Two new federal reports shine a light on questionable billing patterns across the country in regards to Medicare Part D and urge the CMS to do more to protect the program.
The reports, released Tuesday by HHS' Office of Inspector General, come days after federal officials announced charges against 44 people across the country for fraud in Medicare Part D, which is Medicare's drug benefit program. Those charges represented the first large-scale, federal effort to focus on Medicare Part D fraud—an effort many say is likely to continue.
One of the reports (PDF) released Tuesday shows that more than 1,400 pharmacies had questionable billings for opioid drugs, and a number of cities had higher than average billings for certain medications last year. The second report (PDF) calls on the CMS to implement more of the OIG's recommendations for fighting fraud and abuse in Part D.
“In many instances action has been taken to implement our recommendations and strengthen Part D program integrity,” according to one of the OIG reports. “However, more work needs to be done to protect the program from fraud, waste and abuse.”
CMS spokesman Aaron Albright said in a statement that the CMS has taken steps to address previous OIG recommendations and has several ongoing initiatives to increase its oversight of Part D, such as requiring more than 400,000 prescribers to enroll in Medicare, helping health plans decrease overuse of drugs and taking administrative action against those potentially committing fraud.
“CMS works diligently with our law enforcement partners to prevent fraud in the first place and to recover payments for wasteful, abusive or fraudulent services,” Albright said. “Since the Part D program began, CMS has taken steps to address the Inspector General's recommendations and (has) made progress collecting and analyzing data to proactively identify potential fraud as well as conduct robust oversight of plans.“
The report recommends plan sponsors be required to report to the CMS and/or its Medicare Drug Integrity Contractor all potential fraud and abuse as well as data on inquiries and corrective actions they take in response to fraud and abuse.
It also recommends, among other things, that the CMS implement a way to reject prescriptions written by excluded providers; restrict certain beneficiaries to a limited number of pharmacies or prescribers; determine the effectiveness of plan sponsors' fraud and abuse detection programs; and exclude refills of Schedule II drugs, which are prohibited by federal law, from calculations of final payments to plan sponsors at the end of each year.
According to the CMS, it will require, in 2016, Part D plans to stop filling and paying for prescriptions from providers who are not enrolled into Medicare.
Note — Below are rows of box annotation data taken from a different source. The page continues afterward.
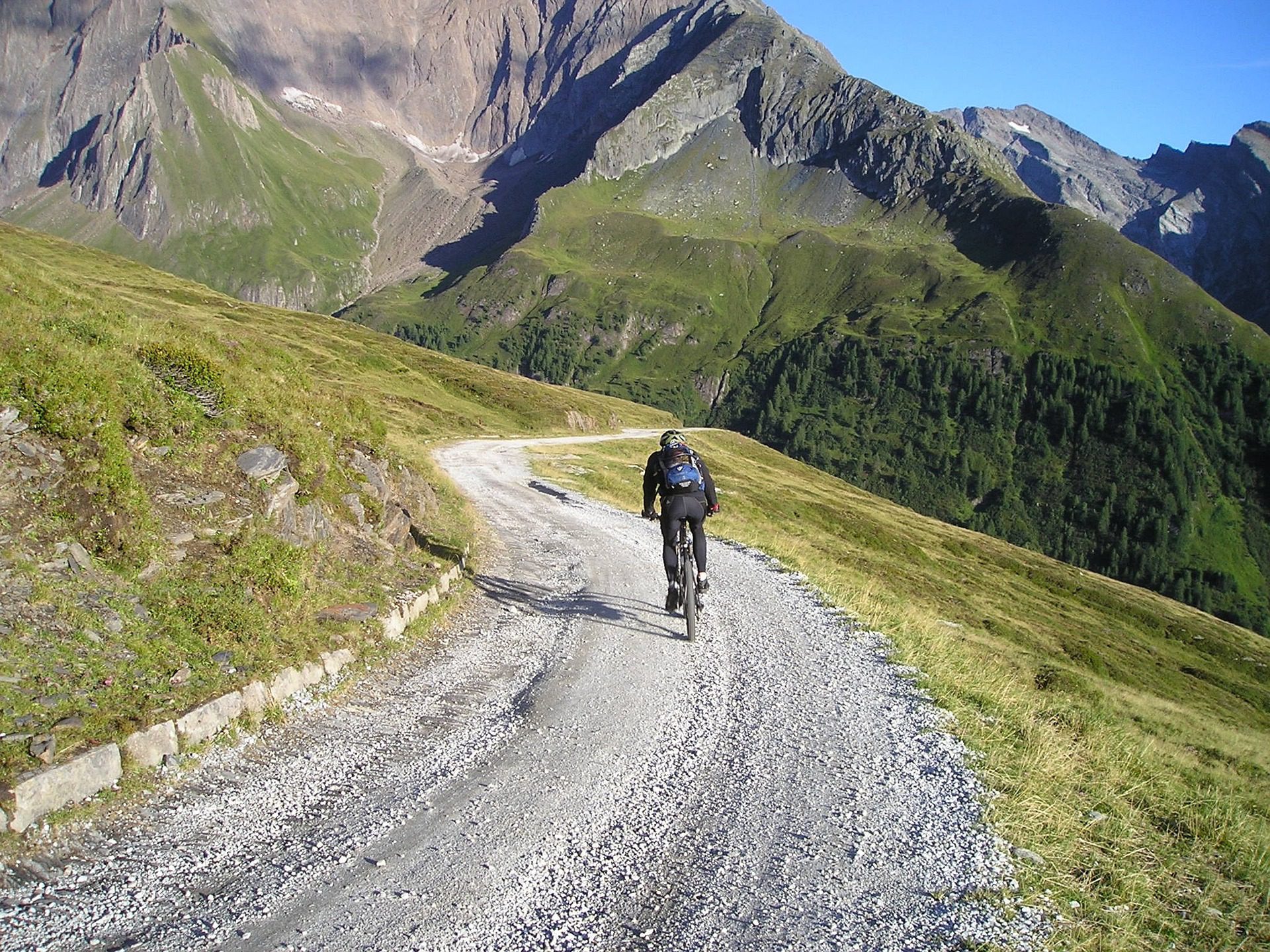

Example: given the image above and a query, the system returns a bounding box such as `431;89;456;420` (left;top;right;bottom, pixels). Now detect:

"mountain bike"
675;519;701;641
646;514;701;641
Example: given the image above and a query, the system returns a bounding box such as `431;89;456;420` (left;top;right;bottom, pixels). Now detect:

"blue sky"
767;0;1270;157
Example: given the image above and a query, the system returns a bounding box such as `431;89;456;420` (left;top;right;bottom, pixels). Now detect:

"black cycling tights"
661;495;706;580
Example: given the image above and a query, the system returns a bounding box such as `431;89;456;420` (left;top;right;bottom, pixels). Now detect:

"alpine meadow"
0;0;1270;952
It also already has a number of other ongoing initiatives to strengthen the integrity of Part D; has established initiatives and developed guidance to help plan sponsors decrease drug overuse; and regularly monitors pharmacy billing patterns and addresses risks posed by pharmacies with questionable billing.
The report, however, says that Part D remains vulnerable to “widespread fraud.” As of May 2015, OIG had 540 pending complaints and cases involving Part D, a 134% increase over five years, according to the report.
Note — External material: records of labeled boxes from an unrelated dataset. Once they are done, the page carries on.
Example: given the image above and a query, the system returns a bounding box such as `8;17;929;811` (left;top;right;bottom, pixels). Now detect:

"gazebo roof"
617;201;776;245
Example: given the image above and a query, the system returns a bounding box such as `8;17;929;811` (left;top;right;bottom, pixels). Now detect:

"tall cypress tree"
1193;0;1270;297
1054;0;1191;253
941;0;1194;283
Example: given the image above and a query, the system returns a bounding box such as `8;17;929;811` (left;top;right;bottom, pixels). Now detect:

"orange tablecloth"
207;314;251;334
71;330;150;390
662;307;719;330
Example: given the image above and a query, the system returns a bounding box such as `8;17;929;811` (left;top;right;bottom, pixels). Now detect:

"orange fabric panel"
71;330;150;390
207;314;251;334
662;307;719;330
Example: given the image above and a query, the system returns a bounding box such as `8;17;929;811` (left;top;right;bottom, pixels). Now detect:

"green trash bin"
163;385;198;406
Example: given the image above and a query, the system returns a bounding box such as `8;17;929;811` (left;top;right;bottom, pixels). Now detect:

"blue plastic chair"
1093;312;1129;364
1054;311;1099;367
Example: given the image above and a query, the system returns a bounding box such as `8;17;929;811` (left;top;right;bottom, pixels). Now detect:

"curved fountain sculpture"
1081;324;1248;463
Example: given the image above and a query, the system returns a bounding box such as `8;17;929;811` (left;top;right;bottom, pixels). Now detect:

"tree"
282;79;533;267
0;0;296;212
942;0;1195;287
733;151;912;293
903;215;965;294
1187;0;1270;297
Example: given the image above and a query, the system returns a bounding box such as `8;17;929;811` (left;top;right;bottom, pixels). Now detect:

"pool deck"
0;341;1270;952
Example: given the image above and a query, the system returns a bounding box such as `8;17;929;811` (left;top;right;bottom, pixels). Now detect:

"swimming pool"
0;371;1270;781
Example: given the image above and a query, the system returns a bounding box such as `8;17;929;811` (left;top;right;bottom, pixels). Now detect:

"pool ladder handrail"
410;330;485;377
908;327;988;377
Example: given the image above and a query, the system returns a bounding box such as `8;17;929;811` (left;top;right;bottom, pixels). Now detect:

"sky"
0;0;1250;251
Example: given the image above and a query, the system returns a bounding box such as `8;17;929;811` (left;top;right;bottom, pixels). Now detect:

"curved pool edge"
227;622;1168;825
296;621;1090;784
One area of concern is spending on commonly abused opioid drugs which grew at a faster rate than spending for all Part D drugs—156% versus 136%, according to the report.
The report also details questionable Part D billing practices in 1,432 retail pharmacies last year. Questionable billing practices include high numbers of prescriptions per beneficiary; high percentages of prescriptions for commonly abused opioids; high numbers of prescribers for commonly abused opioids per beneficiary receiving opioids; high numbers of types of drugs per beneficiary; and high percentages of beneficiaries with excessive supplies of a drug.
“Although some of this billing may be legitimate, all pharmacies that bill extremely high amounts warrant further scrutiny,” according to the report.
The OIG also identified a number of geographic “hotspots” for potential fraud and abuse—areas where average Medicare payments per beneficiary for selected non-controlled drugs are significantly higher than national averages. Hotspots highlighted in the report included Los Angeles; New York; McAllen, Texas; Miami; and San Juan, Puerto Rico.
The billing patterns in those areas raise questions about whether the drugs were medically necessary or actually provided, according to the report. The report also questions whether pharmacies were actually billing for the drugs and then providing less-expensive generic or over-the-counter versions.
“Diversion of noncontrolled substances is growing and fraud related to these types of drugs can result in significant financial losses to Medicare,” the report stated.
According to the CMS, it is already analyzing and monitoring potential fraud in hotspots and is working with the Medicare fraud strike force in those areas. The CMS identified and recovered $105 million in improper payments in Medicare Parts C and D in fiscal years 2011 and 2012, according to the CMS.